Place 1 μl dNTPs, 2.5ul 10×Buffer, 1ul lacA template, 1ul pPic9k template, enzyme solution 2.5ul and RNaseA-free H2O and cycle 30 times using the following parameters:
Then we will assemble pPICZ∂A-mutlacA as the following steps. Take pPICZ∂A-lacA as the carrier and take 0.1 microgram of foreign DNA fragments with equal molar amount (a little more). Add distilled water to a volume of 8μl. Keep the heat at 45℃ for 5 minutes to make the re annealed adhesive end chain broken. Cool the mixture to 0℃. Join 10×T4 DNA ligase buffer 1μl, T4 DNA ligase 0.5μl. After mixing, use a micro centrifuge to throw all the liquid to the pipe bottom, and keep it at 16℃ for 8-24 hours. Send to detection sequence.
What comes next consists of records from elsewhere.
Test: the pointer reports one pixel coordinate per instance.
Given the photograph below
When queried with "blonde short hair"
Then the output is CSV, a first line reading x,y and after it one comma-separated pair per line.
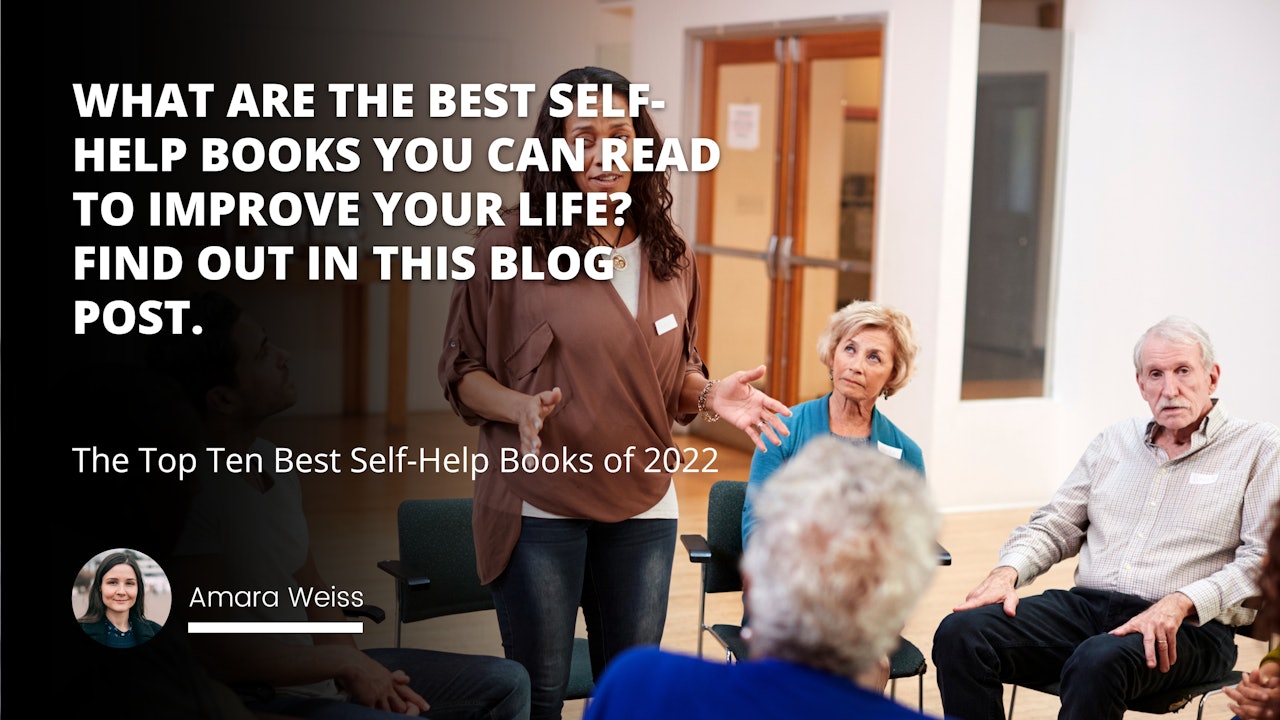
x,y
863,314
As for the conversion of pPICZ∂A-mutlacA to X33, noculate X33 Pichia pastoris in 10 mL YPD liquid medium, then place the flask in a constant temperature shaking table at 30 ° C for 24h and suck 100 μL cultured cells were put into 100 mL large YPD medium and continued to culture until the final OD600 was between 1.3-1.5. Transfer the above cultured OD600 cells between 1.3 and 1.5 to a 50 mL precooled centrifuge tube, centrifuge at 4°C and 5000 rpm for 5 min, discard the useless supernatant, and collect the cells for standby. Add 4 mL of pre cooled and sterilized sterile water to the above bacteria, use the sterilized 5 mL gun head to blow, suck and mix well, and then put 2 mL of pre sterilized 10 × LiAc buffer, 2 mL 10 × TE buffer solution and 0.5 mL 1 mol·L-1 DTT buffer solution were poured into the tube, fully shaken, and incubated in a 30°C water bath shaker for 45 min at a speed of 50 rpm. Add sterile water to the cultured cell until the final volume is 30 mL, blow and suck the heavy suspension cell with the gun head, then centrifugate it at 4°C at 5000 rpm for 5 minutes, discard the supernatant, and collect the cell. Repeat this procedure twice. Last, change the sterile water in the previous step into 1 mol·L-1 sorbitol and wash the cell twice under the same operating conditions.
The ultimate step of the whole experiment is to sieve the pPICZ∂A-mutlacA carrier β-galactosidase. Take 100 μL of each group of connecting reaction conversion stock solution. Evenly spread the aseptic glass rod on the prepared screening medium, and culture at 37 ℃ for more than half an hour until the liquid is completely absorbed. Then, keep the inverted plate cultured at 37 ℃ for 12-16 hours and take out the plate when there are obvious but not overlapping single colonies. Put it at 4 ℃ for several hours to make the color completely developed. Cells without pPICZ∂A-mutlacA could not survive on the screening medium. With pPICZ∂A-mutlacA carrier β-galactosidase activity showed red colony on the screening medium.